VI. Certificate of Appealability
AEDPA codified standards governing the issuance of a certificate of appealability for appellate review of a district court's disposition of a habeas petition. It provides that “[u]nless a circuit justice or judge issues a certificate of appealability, an appeal may not be taken to the court of appeals from . . . the final order in a habeas corpus proceeding in which the detention complained of arises out of process issued by a State court[.]” 28 U.S.C. § 2253(c)(1)(A). It also provides that “[a] certificate of appealability may issue . . . only if the applicant has made a substantial showing of the denial of a constitutional right.” Id. § 2253(c)(2).

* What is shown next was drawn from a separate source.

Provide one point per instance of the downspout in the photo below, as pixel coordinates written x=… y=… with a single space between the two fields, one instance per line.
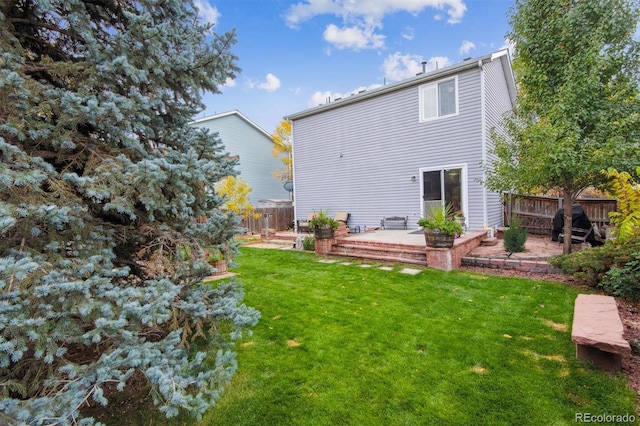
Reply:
x=483 y=123
x=293 y=180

“When the district court denies a habeas petition on procedural grounds without reaching the prisoner's underlying constitutional claim, a [certificate of appealability] should issue when the prisoner shows, at least, that jurists of reason would find it debatable whether the petition states a valid claim of the denial of a constitutional right and that jurists of reason would find it debatable whether the district court was correct in its procedural ruling.” Slack, 529 U.S. at 484. When the district court has rejected a constitutional claim on its merits, “[t]he petitioner must demonstrate that reasonable jurists would find the district court's assessment of the constitutional claims debatable or wrong.” Id. Applying those standards here, jurists of reason would not find it debatable whether each of Harrison's claims should be denied. The Court, therefore, will not issue a certificate of appealability on any of Harrison's claims.
VII. Conclusion
For all these reasons, the Court will deny each of Harrison's habeas claims and will deny a certificate of appealability with respect to each claim. An appropriate order follows.